Consult the map available on the Suomenlinna website or from the tourist office in the Jetty Barracks building, and follow the blue route for the easiest way around the islands. There are five accessible toilets in Suomenlinna and several restaurants, including Bastion Bistro, Restaurant Susisaari, Viaporin Deli and Restaurant Suomenlinna Brewery that have ramps and accessible toilet facilities.

The sea fortress at Suomenlinna is a UNESCO World Heritage site | © palle porila / Alamy Stock Photo

Hotels

All new hotels in Helsinki by law have to have facilities for those with limited mobility, so there are several suitable hotels throughout the city. Choosing one close to the city centre means the main sights, restaurants and Baltic shoreline are all within easy reach.

GLO Hotel Kluuvi

Right in the centre of the city next to the historic main road, this sleek and modern 4-star hotel is close to Helsinki’s Cathedral, Central Station and Kämp Galleria Shopping Centre. It has several wheelchair accessible rooms, an on-site spa and an excellent all-day restaurant serving breakfast, a hearty buffet lunch and à la carte dinners. Be sure to order the churros with chilli chocolate dip.

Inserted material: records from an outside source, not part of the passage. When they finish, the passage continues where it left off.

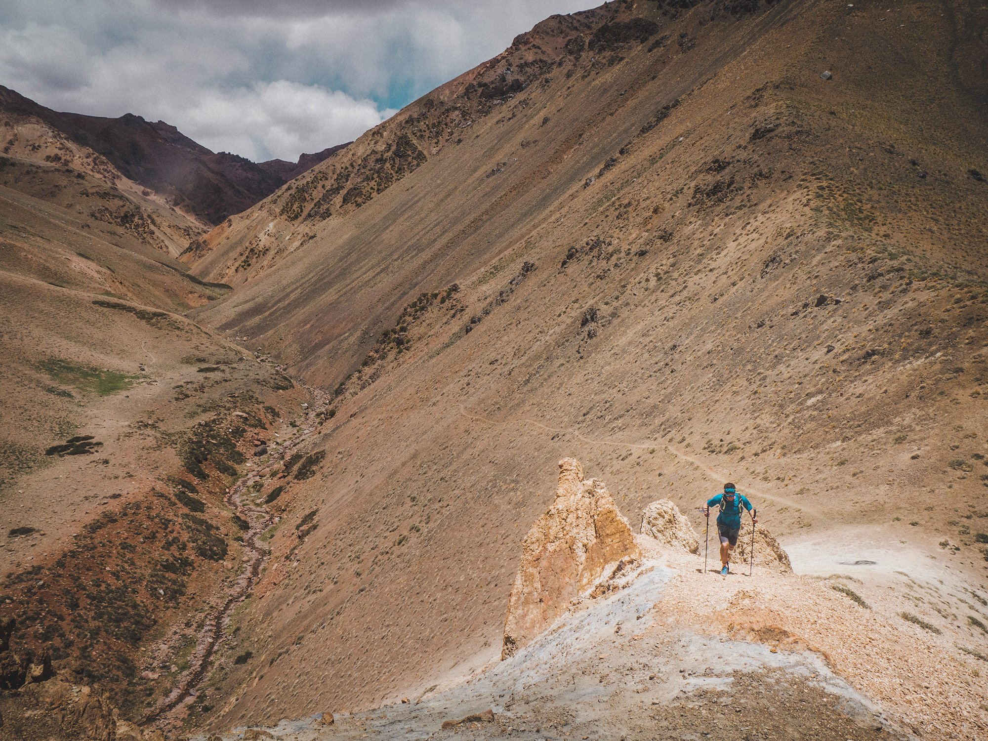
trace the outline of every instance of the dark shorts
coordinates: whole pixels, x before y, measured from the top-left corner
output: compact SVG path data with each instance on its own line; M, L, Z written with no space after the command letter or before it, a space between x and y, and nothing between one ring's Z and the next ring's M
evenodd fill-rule
M726 542L732 548L738 544L738 533L740 528L728 528L726 525L717 523L717 534L720 535L720 542Z

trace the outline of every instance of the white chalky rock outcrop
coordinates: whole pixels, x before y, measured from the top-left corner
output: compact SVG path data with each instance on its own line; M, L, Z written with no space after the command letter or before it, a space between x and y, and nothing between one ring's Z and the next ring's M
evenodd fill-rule
M652 502L641 513L641 535L667 545L682 545L691 553L700 552L700 537L693 526L668 499Z
M501 658L514 656L626 556L641 554L604 484L584 479L576 458L560 460L555 500L522 541Z

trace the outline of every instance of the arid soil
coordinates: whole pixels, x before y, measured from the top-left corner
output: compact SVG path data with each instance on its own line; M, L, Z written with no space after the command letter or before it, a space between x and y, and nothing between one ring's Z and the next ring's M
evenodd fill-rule
M428 688L408 703L337 711L331 725L316 714L253 727L287 741L877 739L981 732L969 710L957 712L983 696L983 682L970 673L977 661L956 665L964 672L959 677L937 677L916 664L916 657L940 652L938 641L896 624L901 597L880 595L880 603L863 607L834 589L860 588L854 577L817 580L763 567L750 578L722 579L703 574L701 557L683 548L644 536L638 541L645 554L640 571L617 591L573 607L515 657ZM842 647L849 640L861 645ZM899 678L895 688L874 681L891 674ZM483 717L486 710L492 719ZM469 716L473 720L454 724Z
M246 488L273 518L270 558L195 700L161 719L173 736L984 736L985 11L678 5L546 20L181 264L151 264L163 252L126 229L83 258L95 222L75 196L2 192L25 215L0 223L17 246L0 496L5 527L52 535L8 538L20 591L0 612L38 646L61 640L41 627L53 612L83 620L63 629L93 653L69 676L73 648L58 681L88 666L122 717L158 706L244 573L226 490ZM638 587L499 662L523 538L565 457L634 533L650 503L677 505L699 552L654 554ZM757 537L754 576L702 573L697 508L727 480L793 573ZM148 580L190 557L180 492L228 557L198 556L166 607ZM48 522L20 515L36 496L26 514ZM130 498L135 528L118 517L69 549ZM36 578L27 559L92 548L92 580L145 523L157 539L126 556L139 586L110 566L155 608L126 664L61 607L81 587L38 584L72 569ZM324 712L337 721L312 725Z
M126 114L119 119L58 113L0 85L0 152L12 159L126 181L166 209L215 226L250 207L346 144L298 162L254 163L215 153L163 121ZM188 246L189 240L182 249Z

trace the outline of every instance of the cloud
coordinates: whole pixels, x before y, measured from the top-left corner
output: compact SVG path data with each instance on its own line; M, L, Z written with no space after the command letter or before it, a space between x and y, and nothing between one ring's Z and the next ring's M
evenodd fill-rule
M295 160L586 0L35 0L0 5L0 84L41 105L172 124Z
M300 152L356 139L395 113L338 90L279 80L206 91L184 112L183 130L213 150L249 152L243 156L255 161L294 161Z

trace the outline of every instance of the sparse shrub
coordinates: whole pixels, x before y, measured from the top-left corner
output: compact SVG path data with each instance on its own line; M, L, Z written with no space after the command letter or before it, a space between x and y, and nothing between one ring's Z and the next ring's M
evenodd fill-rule
M298 525L295 526L295 530L301 530L306 525L308 525L313 520L315 520L315 516L318 514L318 512L319 512L319 510L312 510L310 513L308 513L305 517L303 517L299 521Z
M192 512L206 512L206 502L202 499L197 499L192 494L186 494L182 489L175 490L175 498L182 503L182 505Z
M298 470L295 471L295 481L304 481L306 478L314 476L319 463L321 463L325 457L325 451L316 451L315 453L306 455L305 459L298 465Z
M283 470L286 473L290 473L291 469L295 467L295 464L305 457L304 453L295 453L288 460L285 461L285 467Z
M904 620L912 622L914 625L919 625L920 627L924 628L925 630L929 630L932 633L937 633L937 635L942 635L943 632L944 632L943 630L941 630L936 625L931 625L929 622L927 622L924 619L921 619L921 618L917 618L912 613L902 613L901 614L901 618Z

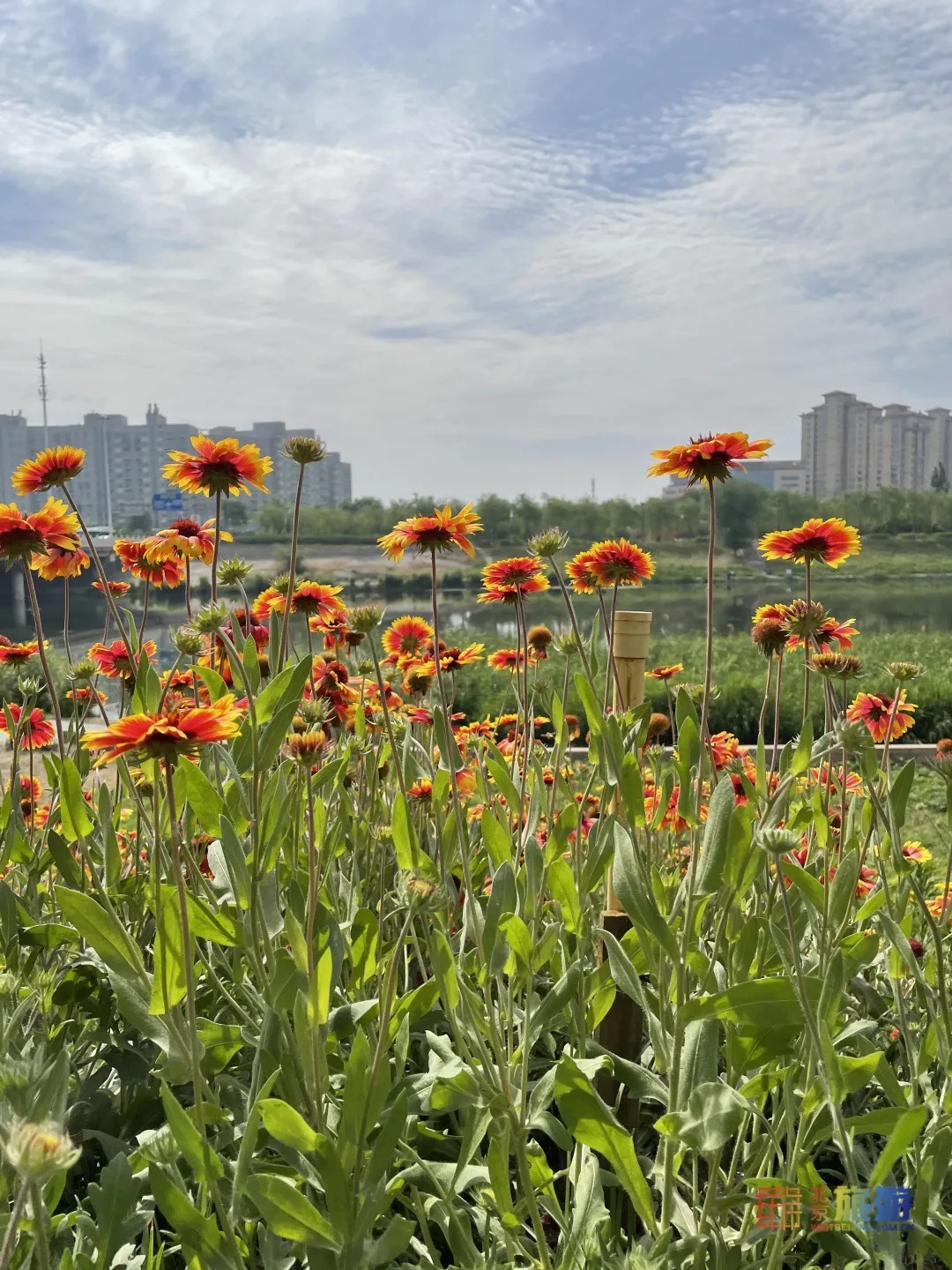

GLO Hotel Kluuvi on Kluuvikatu Street is close to many central cites in the city | © Ryhor Bruyeu / Alamy Stock Photo

Hotel Arthur

This 3-star hotel in the city centre is the ideal fuss-free option if location is key. First established in 1907, the hotel is in a beautiful Art Nouveau building very close to the Central Station and most of the city’s major sights. It has two accessible rooms, a disabled access toilet on the fourth floor (ask reception for a key), free WiFi, an all-day restaurant and a snack bar in reception.

Scandic Simonkenttä

Perfectly placed for sights and shopping, this modern 4-star hotel has a relaxing rooftop bar, 24-hour shop, extensive breakfast buffet and excellent accessible facilities. These include 10 disabled rooms, guaranteed clear walkways between the reception and lifts, a hearing induction loop at the reception desk and wide walkways to the bar and restaurant. There are also accessible toilets in public areas and disabled parking spaces. Staff are friendly and trained to cater for guests with additional needs.

Helsinki Cathedral was completed in 1852 | © Folio Images / Alamy Stock Photo

Tips

To hire wheelchairs during your trip to Helsinki, simply visit Respecta’s website to reserve equipment. For accessible taxis with a lift or ramp, you can easily order one from Taksi Helsinki on +358 100 0700.